A. P. S. Dias, Monsanto Company, St. Louis 63167;
X. Li, Iowa State University, Ames, 50011;
P. F. Harmon and
C. L. Harmon, University of Florida, IFAS Plant Pathology, Gainesville 32611; and
X. B. Yang, Iowa State University, Ames
Field studies to quantify the effects of shade intensity and duration on soybean rust caused by Phakopsora pachyrhizi were carried out in Florida in 2006 and 2007. Soybean plants at the V4 stage were inoculated with urediniospores at 2100, 0000, and 0200 h. Inoculated plants were either placed in cages that were covered with shade cloths of different mesh sizes allowing 70, 50, or 20% transmission of sunlight or were not covered so that the plants received 100% of sunlight. Plants kept under 20 and 100% sunlight were sampled 12, 18, and 36 h after inoculation to determine the in vivo germination percentage of urediniospores and the percentage of germ tubes that formed appressoria.
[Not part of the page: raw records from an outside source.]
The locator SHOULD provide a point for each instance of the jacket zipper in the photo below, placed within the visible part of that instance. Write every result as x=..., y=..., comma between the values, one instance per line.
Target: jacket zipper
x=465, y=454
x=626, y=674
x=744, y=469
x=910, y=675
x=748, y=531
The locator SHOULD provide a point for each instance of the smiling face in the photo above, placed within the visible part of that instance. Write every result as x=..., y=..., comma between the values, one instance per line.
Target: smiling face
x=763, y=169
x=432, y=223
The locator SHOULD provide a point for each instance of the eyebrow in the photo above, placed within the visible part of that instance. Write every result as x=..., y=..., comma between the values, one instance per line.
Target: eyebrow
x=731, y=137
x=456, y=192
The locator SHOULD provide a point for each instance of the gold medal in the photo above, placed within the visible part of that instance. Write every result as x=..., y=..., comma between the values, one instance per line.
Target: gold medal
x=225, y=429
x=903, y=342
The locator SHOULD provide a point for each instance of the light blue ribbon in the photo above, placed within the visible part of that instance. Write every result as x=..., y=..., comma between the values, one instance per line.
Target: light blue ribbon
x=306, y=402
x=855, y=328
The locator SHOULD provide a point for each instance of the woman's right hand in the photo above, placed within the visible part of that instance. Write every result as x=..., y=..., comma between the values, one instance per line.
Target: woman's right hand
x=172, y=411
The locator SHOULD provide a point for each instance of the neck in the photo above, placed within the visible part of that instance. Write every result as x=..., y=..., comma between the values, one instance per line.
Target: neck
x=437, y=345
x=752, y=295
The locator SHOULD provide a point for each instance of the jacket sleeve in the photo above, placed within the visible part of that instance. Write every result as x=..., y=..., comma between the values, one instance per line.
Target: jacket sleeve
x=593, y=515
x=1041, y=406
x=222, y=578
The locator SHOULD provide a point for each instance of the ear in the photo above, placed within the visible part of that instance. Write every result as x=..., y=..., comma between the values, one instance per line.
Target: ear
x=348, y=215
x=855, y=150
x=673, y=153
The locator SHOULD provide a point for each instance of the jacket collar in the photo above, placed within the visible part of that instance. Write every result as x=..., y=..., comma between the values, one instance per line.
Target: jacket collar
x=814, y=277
In separate experiments, inoculated plants were placed under the shade (20% sunlight) and moved to unshaded conditions after 1, 2, and 7 days. For all experiments, soybean rust incidence and severity were rated 12 days after inoculation. Higher levels of disease incidence and severity were detected in plants under shade compared with those under full sunlight. Shade duration greater than 2 days favored disease development. Within 36 h, in vivo germination of urediniospores and formation of appressoria were not significantly affected by the treatments. These results may explain why soybean rust is more severe in the lower canopy and shaded areas in the field.